Unlike the defendant in Johnson, Munda does not argue that the various gun charges are duplicative, but that the gun charges and the CCE charge involve the same proof, and therefore should either merge or have sentences which run concurrently. However, based on this Court's holding in English, and the premise set forth in Johnson that convictions for separate acts do not warrant a double jeopardy bar, the district court should be upheld.

39

7. Motion to Dismiss for Vindictive Prosecution.

40

Munda argues vindictive prosecution because after he withdrew his initial plea and exercised his right to a jury trial, the prosecution filed a superseding indictment which added Counts 7 (CCE) and 8 (§ 924(c)) despite no development of new facts or circumstances. The appellant relies on cases such an North Carolina v. Pearce, 395 U.S. 711 (1969), and Blackledge v. Perry, 417 U.S. 21 (1974), where the Court held that vindictiveness could be presumed if the defendant successfully appeals his conviction and the prosecutor reindicts on more severe charges.

41

The United States cites several Supreme Court cases which support a convincing distinction between pre-trial and post-trial vindictiveness. The most convincing is Bordenkircher v. Hayes, 434 U.S. 357 (1978), where the Supreme Court rejected the defendant's argument that vindictiveness should be presumed in the pre-trial context when the prosecutor threatened to file more serious charges if the defendant did not enter a guilty plea. The Court distinguished plea negotiations where the parties "... possess relatively equal bargaining power...." Similarly, United States v.
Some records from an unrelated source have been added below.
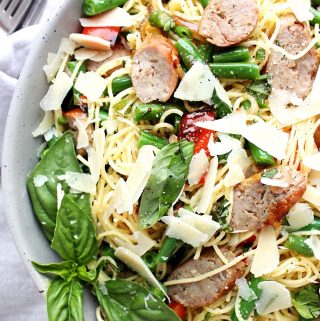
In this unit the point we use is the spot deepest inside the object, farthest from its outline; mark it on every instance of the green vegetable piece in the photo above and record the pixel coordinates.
(259, 156)
(169, 172)
(235, 54)
(149, 139)
(161, 19)
(64, 300)
(307, 301)
(297, 244)
(188, 52)
(123, 300)
(235, 70)
(75, 236)
(60, 158)
(94, 7)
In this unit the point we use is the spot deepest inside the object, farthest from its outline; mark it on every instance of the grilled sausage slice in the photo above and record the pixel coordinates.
(256, 204)
(294, 76)
(204, 292)
(228, 22)
(153, 71)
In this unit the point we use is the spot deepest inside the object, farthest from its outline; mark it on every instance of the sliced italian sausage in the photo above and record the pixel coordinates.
(256, 204)
(294, 76)
(204, 292)
(154, 75)
(228, 22)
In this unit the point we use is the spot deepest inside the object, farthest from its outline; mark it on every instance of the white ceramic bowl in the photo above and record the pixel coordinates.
(20, 148)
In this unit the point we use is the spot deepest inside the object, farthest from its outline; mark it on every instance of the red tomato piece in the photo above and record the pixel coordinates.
(106, 33)
(178, 308)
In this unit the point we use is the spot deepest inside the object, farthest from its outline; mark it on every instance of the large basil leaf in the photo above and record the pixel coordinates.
(169, 173)
(60, 158)
(64, 300)
(74, 236)
(128, 301)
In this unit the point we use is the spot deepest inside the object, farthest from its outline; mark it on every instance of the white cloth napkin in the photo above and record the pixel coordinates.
(19, 297)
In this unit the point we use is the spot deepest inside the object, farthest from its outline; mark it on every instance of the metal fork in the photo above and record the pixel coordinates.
(14, 12)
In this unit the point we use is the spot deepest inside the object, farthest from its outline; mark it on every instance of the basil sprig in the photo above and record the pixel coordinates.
(168, 175)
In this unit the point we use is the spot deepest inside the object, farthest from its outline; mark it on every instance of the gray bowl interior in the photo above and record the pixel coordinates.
(20, 148)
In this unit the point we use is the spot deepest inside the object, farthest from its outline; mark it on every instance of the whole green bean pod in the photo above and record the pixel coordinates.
(236, 70)
(94, 7)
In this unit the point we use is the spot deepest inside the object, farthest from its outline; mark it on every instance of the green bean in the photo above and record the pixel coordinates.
(297, 244)
(188, 52)
(236, 70)
(236, 54)
(94, 7)
(183, 32)
(259, 156)
(149, 139)
(161, 19)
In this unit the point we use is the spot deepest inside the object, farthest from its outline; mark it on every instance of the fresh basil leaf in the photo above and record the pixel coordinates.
(128, 301)
(66, 269)
(74, 236)
(64, 300)
(307, 301)
(169, 173)
(60, 158)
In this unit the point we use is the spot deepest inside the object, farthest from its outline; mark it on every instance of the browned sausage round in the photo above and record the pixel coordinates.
(294, 76)
(154, 75)
(256, 204)
(198, 294)
(228, 22)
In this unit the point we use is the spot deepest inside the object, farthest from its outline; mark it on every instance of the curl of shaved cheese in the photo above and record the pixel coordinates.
(234, 123)
(90, 42)
(56, 93)
(116, 17)
(301, 9)
(312, 195)
(204, 203)
(266, 257)
(91, 85)
(140, 173)
(79, 182)
(135, 263)
(274, 297)
(197, 84)
(244, 291)
(198, 167)
(268, 138)
(46, 123)
(226, 145)
(300, 215)
(314, 243)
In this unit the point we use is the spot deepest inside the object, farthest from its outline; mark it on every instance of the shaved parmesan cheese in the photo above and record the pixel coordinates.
(268, 138)
(207, 191)
(90, 42)
(135, 263)
(312, 161)
(56, 93)
(314, 243)
(46, 123)
(312, 195)
(198, 167)
(301, 9)
(266, 257)
(300, 215)
(234, 123)
(91, 85)
(79, 182)
(197, 84)
(140, 173)
(116, 17)
(274, 297)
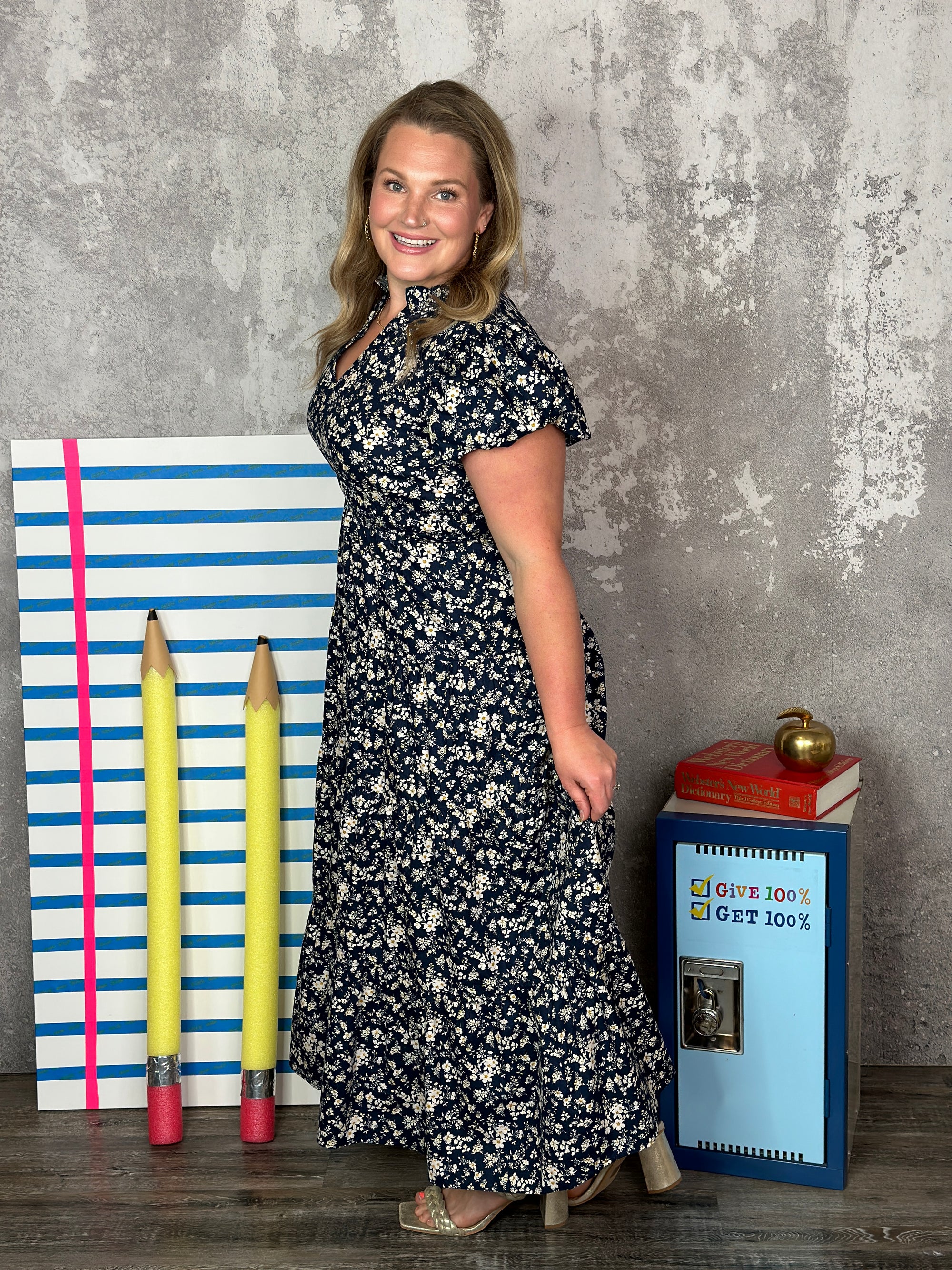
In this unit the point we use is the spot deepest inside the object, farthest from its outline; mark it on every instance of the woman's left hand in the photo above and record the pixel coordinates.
(587, 768)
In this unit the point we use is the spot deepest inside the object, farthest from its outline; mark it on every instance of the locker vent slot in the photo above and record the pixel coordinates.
(747, 852)
(758, 1152)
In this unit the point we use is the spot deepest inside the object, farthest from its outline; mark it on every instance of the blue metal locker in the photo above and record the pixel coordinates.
(760, 930)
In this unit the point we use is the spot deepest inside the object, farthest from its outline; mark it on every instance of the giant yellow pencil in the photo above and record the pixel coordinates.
(163, 890)
(259, 1027)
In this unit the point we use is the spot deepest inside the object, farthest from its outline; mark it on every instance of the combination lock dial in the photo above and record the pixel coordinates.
(707, 1014)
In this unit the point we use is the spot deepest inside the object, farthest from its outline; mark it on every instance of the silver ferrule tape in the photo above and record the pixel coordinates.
(163, 1070)
(258, 1082)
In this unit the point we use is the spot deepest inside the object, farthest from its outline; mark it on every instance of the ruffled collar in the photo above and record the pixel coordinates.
(421, 301)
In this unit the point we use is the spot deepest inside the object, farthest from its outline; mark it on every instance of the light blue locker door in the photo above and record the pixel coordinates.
(768, 911)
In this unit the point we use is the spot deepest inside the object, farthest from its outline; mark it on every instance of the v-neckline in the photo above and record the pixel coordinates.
(352, 342)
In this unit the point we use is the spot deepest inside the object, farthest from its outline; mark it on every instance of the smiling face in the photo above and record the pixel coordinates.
(426, 206)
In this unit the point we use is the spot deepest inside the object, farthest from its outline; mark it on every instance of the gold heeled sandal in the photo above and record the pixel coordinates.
(555, 1213)
(658, 1164)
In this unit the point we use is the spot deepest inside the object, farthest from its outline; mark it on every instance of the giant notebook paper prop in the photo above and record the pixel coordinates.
(163, 886)
(259, 1034)
(225, 538)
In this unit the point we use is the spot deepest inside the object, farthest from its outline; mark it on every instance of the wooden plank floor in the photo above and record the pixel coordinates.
(86, 1191)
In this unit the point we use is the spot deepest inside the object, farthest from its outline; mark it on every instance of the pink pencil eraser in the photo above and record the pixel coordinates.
(258, 1119)
(164, 1103)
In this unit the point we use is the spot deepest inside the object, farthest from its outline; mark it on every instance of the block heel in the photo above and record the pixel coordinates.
(658, 1164)
(555, 1210)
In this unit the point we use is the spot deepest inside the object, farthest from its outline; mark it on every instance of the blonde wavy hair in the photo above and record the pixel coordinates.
(475, 289)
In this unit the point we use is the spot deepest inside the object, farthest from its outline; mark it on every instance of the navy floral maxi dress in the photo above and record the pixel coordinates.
(464, 989)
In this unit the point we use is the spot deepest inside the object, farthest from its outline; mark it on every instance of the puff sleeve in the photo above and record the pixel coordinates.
(501, 383)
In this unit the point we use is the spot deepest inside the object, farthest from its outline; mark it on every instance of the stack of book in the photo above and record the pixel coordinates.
(748, 775)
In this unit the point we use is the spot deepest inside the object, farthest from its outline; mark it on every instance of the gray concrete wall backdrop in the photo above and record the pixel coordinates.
(738, 223)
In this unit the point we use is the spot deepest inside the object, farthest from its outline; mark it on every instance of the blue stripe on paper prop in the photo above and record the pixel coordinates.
(189, 516)
(225, 551)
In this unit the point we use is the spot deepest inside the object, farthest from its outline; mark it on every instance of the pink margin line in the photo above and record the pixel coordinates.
(78, 560)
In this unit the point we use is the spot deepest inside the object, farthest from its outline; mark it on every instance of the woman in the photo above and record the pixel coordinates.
(464, 990)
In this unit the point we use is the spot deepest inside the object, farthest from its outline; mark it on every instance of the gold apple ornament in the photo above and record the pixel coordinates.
(806, 746)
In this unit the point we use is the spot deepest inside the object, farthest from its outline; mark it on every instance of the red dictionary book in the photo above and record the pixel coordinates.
(744, 774)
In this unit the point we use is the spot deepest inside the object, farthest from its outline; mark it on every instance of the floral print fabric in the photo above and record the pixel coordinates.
(464, 989)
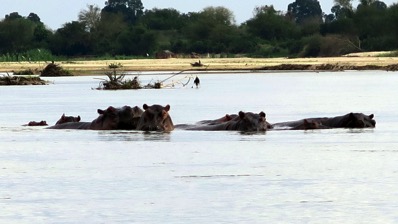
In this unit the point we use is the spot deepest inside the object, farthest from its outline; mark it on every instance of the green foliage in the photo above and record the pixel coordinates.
(123, 30)
(303, 10)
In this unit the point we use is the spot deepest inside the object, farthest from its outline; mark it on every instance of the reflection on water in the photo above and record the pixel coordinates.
(319, 176)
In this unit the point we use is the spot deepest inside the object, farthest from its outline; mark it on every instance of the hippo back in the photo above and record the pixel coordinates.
(245, 122)
(351, 120)
(129, 117)
(66, 119)
(107, 120)
(155, 118)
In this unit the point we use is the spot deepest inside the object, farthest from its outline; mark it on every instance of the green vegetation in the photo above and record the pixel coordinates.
(7, 80)
(124, 29)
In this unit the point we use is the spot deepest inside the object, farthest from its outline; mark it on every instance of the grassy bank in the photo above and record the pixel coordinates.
(364, 61)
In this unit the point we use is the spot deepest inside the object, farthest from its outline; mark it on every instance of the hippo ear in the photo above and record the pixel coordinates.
(241, 114)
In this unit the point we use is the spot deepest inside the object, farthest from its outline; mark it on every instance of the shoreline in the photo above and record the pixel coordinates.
(98, 67)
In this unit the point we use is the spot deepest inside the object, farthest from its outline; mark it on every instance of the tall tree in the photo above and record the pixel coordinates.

Goodwin, 457 U.S. 368 (1982), in reversing a decision adopting arguments similar to those presented by Munda, held that a prosecutor should be allowed broad discretion before trial to determine the social interest in prosecution.

42

Interpreting Supreme Court precedent in light of the pre-trial/post-trial vindictiveness distinctions, the prosecutorial vindictiveness claim in this instance lacks merit.

III. Conclusion:

43

For the foregoing reasons, the appellant's conviction and sentence are AFFIRMED in all respects.

*

The Honorable Joseph M. Hood, United States District Judge for the Eastern District of Kentucky, sitting by designation

1

The district court gave the jury the following instructions:

Ladies and gentlemen of the jury, you have heard some testimony from this witness regarding what he just testified to regarding a possible time that the Defendant spent in prison or something. That is not anything that you should consider in this case. It should not be considered by you at all. You are to disregard that in making any decision in this case.

I told you at the outset of trial that some things are not evidence, and among the things that are not evidence are those things I tell you to disregard. So, that's not evidence, and you may not consider that in reaching your decision in this case. All right.